Simultaneous determination of Cd, Pb, Cu and Zn as total and labile fractions in soil using a small-sized electrothermal vaporization capacitively coupled plasma microtorch optical emission spectrometer after diffusive gradients in thin-film passive accumulation

Abstract

The study presents for the first time the figures of merit of a completely miniaturized instrumentation based on a capacitively coupled plasma microtorch as the core element interfaced with a small-sized electrothermal vaporization device and a low-resolution microspectrometer for the simultaneous determination of Cd, Pb, Cu and Zn by optical emission spectrometry in soil as total and labile fractions after diffusive gradients in thin-film (DGT) accumulation. The coupling of the low-power and low-argon consumption plasma (15 W; 150 mL min⁻¹) with the DGT passive accumulation technique, although requiring a too-long time for sample preparation, allowed a considerable improvement of the detection limits and avoidance of the non-spectral matrix effects, otherwise a recognized process in low power microplasmas, when a complex matrix is analysed, like environmental samples.
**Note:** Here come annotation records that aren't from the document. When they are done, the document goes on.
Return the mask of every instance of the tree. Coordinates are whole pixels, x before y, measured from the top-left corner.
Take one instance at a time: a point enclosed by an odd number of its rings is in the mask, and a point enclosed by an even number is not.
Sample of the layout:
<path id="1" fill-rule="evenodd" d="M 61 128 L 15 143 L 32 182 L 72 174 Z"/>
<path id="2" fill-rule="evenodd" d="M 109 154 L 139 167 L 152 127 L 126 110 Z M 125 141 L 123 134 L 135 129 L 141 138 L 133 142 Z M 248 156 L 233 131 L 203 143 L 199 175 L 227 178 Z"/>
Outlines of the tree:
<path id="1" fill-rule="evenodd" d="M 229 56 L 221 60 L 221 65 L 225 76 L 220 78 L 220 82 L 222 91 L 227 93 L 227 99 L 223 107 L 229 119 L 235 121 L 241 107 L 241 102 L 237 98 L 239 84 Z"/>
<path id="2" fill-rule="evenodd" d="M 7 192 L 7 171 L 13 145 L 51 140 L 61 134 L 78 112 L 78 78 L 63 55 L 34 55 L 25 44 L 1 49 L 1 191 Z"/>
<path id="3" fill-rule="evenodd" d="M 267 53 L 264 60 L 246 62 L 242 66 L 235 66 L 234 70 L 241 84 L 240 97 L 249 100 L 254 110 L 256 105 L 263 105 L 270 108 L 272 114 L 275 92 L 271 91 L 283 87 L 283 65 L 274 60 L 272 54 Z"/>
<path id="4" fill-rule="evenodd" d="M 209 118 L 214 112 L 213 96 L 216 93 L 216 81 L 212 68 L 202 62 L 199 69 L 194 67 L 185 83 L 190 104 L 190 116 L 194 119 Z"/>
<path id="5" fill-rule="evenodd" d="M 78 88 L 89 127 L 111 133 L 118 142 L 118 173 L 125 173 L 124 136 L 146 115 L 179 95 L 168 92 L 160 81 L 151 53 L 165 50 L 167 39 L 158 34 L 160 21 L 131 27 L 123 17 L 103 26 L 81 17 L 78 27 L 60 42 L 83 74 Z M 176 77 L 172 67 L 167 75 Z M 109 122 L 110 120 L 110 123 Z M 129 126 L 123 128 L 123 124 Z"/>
The detection limits for the total content in soil were (mg kg⁻¹), 0.10(Cd), 0.40(Pb), 0.15(Cu), and 0.03(Zn), one order of magnitude better than in the procedure without DGT accumulation and 10–3300-times lower than the guide values in soil. In the DGT-based labile fraction exhibiting the highest bioavailability the detection limits were (μg kg⁻¹) 0.01(Cd, Cu, and Zn) and 0.03(Pb), which allowed the determination of Cd, Pb, Cu and Zn in the concentration range (μg kg⁻¹) of 0.3–2.0, 0.8–18.4, 2.4–56.3 and 9.4–60.6, respectively. Validation through the analysis of certified reference materials (CRMs) showed a recovery of 85–123% with a relative expanded uncertainty of 19–35% (k = 2) for the total content of analytes. The analysis of the certified reference materials highlighted that the DGT accumulation was not affected by the multielemental matrix, since the experimental diffusion coefficients of the analytes were similar in the four analyzed CRMs and to those provided by the manufacturer, respectively. Precision for the measurements of the total content and DGT-labile fraction in real samples evaluated from the combined uncertainty was 10–19% and 10–15%, respectively. The Bland–Altman plot applied to the results of real samples indicated the lack of statistical differences versus line-source graphite furnace atomic absorption spectrometry for both the total content and DGT-based labile fraction.